Mêlant en une partition subtile les formes du roman et du conte, Olivier Bleys nous offre un vrai chef d’oeuvre littéraire: une langue soignée, précise, qui fait la part belle à ce que le français -contemporain – a de plus noble, empruntant au génie de Flaubert, son sens aigu des descriptions et du pittoresque, le pimentant d’une sérieuse dose d’humour et de tendre dérision…

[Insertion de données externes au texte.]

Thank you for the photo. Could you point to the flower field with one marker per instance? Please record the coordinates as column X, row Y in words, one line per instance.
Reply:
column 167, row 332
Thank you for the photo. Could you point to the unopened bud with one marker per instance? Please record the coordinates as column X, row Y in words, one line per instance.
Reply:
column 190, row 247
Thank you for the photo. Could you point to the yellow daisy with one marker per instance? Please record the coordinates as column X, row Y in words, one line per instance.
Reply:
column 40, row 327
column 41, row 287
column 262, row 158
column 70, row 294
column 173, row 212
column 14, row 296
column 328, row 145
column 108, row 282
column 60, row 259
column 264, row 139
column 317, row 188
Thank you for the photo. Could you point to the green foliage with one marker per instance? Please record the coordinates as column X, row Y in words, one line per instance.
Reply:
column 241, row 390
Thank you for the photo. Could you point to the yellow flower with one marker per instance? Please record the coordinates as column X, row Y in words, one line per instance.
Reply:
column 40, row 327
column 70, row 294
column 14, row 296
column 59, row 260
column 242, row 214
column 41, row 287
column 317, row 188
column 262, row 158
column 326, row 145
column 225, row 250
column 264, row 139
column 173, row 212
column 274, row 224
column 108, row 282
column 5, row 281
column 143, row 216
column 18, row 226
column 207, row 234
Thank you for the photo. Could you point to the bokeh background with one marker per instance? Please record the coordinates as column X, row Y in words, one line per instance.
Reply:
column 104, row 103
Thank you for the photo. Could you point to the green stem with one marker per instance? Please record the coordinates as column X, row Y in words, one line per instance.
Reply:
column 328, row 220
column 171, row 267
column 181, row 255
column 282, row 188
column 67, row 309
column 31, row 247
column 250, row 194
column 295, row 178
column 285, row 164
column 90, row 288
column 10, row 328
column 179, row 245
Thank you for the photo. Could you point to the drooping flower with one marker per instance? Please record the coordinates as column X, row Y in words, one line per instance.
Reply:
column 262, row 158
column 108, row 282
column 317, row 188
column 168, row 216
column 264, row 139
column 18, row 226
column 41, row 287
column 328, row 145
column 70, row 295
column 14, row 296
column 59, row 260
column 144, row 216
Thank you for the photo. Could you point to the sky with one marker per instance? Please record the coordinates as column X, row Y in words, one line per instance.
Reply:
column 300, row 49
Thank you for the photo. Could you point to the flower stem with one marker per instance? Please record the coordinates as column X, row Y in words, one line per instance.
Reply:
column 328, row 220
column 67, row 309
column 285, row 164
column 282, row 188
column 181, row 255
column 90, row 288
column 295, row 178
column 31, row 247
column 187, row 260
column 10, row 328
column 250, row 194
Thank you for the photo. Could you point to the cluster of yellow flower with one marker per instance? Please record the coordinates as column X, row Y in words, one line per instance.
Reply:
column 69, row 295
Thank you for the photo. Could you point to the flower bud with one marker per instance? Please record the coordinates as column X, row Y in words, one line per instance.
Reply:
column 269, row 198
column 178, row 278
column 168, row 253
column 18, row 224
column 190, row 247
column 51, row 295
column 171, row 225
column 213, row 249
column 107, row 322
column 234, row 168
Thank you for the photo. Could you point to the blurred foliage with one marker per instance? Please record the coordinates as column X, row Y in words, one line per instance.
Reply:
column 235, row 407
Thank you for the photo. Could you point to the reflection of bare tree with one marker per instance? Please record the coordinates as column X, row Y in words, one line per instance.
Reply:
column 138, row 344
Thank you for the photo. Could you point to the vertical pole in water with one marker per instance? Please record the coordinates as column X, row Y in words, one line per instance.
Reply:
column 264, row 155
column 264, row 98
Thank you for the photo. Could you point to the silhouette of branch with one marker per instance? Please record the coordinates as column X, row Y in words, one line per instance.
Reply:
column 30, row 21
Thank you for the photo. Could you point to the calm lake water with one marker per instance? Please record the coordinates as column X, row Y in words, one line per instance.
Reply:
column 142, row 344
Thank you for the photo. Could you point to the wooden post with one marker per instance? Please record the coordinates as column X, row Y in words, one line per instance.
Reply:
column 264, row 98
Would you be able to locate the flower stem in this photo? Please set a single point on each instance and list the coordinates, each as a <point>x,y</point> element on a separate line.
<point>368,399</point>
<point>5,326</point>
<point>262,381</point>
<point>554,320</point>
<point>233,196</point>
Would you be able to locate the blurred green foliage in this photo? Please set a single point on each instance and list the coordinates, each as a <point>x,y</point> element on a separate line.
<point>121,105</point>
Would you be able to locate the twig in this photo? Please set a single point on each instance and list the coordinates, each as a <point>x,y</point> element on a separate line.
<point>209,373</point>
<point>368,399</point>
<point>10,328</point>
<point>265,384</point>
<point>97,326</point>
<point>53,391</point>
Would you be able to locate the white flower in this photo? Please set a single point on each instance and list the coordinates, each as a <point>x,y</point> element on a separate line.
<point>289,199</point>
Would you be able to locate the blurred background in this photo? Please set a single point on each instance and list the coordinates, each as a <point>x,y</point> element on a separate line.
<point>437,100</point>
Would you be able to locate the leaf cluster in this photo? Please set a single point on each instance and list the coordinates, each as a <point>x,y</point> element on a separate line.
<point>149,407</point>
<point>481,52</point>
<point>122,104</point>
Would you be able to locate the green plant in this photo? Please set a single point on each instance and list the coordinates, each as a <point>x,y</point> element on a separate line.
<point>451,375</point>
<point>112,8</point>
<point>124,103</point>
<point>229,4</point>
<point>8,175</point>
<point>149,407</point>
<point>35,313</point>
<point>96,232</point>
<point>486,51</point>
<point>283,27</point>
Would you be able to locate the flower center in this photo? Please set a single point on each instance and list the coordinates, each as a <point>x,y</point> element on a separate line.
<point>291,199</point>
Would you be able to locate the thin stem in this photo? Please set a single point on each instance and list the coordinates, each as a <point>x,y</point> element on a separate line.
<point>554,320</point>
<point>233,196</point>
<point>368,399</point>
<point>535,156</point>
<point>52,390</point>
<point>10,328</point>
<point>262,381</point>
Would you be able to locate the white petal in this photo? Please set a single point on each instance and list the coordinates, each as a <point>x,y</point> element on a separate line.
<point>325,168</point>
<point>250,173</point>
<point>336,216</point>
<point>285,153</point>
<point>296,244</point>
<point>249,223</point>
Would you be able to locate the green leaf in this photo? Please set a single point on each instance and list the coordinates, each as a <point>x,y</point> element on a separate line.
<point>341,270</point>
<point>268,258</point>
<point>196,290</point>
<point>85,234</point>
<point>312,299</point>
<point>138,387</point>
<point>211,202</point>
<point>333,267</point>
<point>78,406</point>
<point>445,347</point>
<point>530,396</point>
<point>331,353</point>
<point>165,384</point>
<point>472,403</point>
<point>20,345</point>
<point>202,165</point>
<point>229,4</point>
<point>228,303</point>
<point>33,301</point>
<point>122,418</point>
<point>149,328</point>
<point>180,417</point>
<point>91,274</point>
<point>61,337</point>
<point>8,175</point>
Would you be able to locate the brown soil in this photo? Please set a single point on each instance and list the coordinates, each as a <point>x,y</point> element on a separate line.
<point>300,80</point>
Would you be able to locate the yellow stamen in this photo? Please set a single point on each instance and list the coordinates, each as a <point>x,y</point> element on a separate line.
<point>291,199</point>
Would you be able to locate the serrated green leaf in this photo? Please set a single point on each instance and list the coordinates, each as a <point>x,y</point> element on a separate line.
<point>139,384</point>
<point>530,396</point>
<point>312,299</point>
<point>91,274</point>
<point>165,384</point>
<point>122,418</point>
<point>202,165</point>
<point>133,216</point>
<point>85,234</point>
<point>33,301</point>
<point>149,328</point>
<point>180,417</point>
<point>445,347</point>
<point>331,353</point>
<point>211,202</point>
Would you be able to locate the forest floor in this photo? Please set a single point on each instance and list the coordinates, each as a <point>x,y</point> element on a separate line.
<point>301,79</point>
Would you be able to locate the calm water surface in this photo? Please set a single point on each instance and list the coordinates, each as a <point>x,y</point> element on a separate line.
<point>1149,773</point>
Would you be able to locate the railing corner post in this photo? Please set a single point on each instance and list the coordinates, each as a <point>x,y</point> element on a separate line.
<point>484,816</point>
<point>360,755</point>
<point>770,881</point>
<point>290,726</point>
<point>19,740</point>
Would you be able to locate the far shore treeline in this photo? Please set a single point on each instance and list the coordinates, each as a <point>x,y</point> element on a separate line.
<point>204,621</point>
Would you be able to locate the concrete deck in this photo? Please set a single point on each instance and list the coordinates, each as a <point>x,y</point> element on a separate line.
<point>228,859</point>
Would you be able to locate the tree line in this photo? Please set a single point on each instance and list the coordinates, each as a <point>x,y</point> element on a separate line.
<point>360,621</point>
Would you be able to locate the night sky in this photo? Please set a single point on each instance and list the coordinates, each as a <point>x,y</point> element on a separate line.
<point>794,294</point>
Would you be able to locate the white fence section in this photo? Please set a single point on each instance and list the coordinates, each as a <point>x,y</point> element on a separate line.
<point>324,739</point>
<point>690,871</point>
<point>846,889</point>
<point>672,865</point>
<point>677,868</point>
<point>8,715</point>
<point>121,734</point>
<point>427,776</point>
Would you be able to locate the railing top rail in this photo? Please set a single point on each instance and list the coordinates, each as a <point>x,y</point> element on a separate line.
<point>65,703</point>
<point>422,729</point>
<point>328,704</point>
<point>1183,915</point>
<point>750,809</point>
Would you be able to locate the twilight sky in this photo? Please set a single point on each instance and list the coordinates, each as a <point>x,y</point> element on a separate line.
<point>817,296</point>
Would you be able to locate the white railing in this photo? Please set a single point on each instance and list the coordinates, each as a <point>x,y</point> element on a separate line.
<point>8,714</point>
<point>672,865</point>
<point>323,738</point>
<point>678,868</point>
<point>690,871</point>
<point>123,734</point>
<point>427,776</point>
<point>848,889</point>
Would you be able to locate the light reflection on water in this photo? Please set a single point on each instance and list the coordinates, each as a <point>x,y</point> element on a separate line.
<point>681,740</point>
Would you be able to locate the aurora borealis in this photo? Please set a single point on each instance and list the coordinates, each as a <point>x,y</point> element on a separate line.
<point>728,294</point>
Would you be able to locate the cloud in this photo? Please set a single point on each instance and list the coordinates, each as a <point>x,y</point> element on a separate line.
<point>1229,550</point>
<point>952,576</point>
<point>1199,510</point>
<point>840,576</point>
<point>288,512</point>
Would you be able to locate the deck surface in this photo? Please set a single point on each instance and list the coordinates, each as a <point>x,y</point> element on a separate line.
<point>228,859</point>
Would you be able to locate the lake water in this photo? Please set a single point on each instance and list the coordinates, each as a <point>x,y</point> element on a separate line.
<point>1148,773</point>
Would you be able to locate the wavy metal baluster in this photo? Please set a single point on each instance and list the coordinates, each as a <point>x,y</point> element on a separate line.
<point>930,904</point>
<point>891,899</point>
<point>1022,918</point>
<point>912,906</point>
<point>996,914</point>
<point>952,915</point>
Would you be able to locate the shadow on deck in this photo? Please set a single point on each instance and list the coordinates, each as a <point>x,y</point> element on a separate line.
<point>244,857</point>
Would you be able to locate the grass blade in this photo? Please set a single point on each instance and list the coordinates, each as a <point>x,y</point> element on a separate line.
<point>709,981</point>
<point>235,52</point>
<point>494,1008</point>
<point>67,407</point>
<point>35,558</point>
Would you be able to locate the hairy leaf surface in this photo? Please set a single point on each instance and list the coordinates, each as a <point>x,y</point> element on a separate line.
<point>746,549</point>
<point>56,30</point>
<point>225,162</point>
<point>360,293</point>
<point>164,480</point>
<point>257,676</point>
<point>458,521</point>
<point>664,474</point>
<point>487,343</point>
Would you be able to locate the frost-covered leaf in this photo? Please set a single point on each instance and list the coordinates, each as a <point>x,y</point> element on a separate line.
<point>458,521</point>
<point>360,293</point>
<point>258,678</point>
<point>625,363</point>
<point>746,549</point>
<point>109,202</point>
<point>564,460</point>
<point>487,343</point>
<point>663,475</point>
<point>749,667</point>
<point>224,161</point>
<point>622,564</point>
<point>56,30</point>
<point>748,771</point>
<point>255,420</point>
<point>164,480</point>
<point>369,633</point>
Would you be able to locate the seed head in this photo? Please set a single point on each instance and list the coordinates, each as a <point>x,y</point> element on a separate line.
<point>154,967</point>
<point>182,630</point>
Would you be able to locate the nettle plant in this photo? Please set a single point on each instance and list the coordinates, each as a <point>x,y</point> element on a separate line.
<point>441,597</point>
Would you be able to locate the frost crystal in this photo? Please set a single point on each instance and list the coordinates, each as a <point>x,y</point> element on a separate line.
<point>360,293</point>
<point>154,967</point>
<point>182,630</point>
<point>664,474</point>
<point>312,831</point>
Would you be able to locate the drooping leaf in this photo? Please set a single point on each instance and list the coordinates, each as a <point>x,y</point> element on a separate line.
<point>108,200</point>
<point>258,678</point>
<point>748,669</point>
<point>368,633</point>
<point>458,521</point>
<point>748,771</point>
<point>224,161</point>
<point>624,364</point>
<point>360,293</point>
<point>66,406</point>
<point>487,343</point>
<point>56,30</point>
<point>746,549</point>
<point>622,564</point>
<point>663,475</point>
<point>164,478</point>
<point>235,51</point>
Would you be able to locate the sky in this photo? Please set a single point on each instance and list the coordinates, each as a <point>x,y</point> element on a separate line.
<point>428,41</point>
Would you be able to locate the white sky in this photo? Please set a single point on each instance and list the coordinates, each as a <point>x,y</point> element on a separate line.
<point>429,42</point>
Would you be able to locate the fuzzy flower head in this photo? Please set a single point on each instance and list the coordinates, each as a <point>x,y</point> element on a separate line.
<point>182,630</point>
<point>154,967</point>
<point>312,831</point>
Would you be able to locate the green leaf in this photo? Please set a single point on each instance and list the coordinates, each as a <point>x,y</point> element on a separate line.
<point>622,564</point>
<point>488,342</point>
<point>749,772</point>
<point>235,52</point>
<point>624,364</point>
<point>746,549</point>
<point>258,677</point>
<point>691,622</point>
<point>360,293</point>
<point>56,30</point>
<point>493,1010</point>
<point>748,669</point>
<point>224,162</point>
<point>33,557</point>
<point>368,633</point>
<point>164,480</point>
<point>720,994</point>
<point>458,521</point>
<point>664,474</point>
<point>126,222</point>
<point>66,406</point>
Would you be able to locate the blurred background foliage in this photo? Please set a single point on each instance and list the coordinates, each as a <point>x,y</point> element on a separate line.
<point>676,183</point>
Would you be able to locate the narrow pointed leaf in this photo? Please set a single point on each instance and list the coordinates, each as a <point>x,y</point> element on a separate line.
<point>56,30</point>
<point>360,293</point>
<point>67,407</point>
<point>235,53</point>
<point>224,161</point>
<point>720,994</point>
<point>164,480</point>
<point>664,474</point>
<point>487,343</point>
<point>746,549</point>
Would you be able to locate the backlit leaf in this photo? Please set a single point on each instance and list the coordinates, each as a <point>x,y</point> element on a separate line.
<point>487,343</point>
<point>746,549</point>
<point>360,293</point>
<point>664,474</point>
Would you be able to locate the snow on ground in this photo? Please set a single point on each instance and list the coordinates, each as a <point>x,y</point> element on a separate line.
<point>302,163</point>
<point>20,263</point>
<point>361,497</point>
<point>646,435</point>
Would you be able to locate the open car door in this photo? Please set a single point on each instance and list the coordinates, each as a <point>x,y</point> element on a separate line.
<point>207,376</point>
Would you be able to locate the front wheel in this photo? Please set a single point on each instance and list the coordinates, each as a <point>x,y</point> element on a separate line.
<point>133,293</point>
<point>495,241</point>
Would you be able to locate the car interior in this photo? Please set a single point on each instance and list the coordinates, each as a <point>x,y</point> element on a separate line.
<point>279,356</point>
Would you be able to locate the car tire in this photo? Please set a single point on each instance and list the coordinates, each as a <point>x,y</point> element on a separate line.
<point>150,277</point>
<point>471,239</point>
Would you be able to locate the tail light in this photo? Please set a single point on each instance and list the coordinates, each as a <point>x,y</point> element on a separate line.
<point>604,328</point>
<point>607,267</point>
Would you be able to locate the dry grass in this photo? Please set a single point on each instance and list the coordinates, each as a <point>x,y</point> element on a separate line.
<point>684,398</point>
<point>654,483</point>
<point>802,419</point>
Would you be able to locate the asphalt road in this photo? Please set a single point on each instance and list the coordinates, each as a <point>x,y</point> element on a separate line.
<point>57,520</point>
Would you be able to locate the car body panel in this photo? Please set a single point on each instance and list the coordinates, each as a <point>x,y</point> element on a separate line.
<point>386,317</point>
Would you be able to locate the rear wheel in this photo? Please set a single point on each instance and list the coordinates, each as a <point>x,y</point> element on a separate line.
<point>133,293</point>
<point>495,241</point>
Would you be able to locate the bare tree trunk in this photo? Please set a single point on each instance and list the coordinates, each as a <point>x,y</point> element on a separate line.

Décidément, Olivier Bleys est un écrivain majeur de notre littérature, voué, je vous l’affirme, à l’attribution des prix les plus prestigieux.
Un pur bonheur de lecture
Apolline Elter
Le concerto pour la main morte, Olivier Bleys, roman, Ed Albin Michel, août 2013, 234 pp, 18 €
Billet de ferveur
AE : A la base de vos romans, Olivier Bleys, il y a une solide recherche documentaire. Dans le cas présent, musique, piano, effets de l’eau-de-vie et de l’hypnose font l’objet de descriptions détaillées, riches d’instruction. L’étude est-elle préalable à votre bonheur d’écriture ?
Olivier Bleys : En général, oui, mes romans sont très documentés. Leur préparation est attentive, ce sont des jours et parfois des semaines que je passe en bibliothèque, pour réunir les informations dont j’ai besoin. Toutefois, lorsqu’il s’agissait de romans historiques, ce travail était beaucoup plus long et fastidieux qu’aujourd’hui. A présent que j’écris des romans contemporains (depuis » le maître de café « , dont l’action se situe en 1954), cette phase d’étude s’est raccourcie. Et le procédé a changé : c’est davantage sur Internet et dans la presse, donc dans des supports d’actualité, que je trouve le matériau de mes écrits. Il n’empêche, je continue de me documenter avec le même plaisir. Si je n’avais pas choisi la voie littéraire, j’aurais peut-être fait un bon historien.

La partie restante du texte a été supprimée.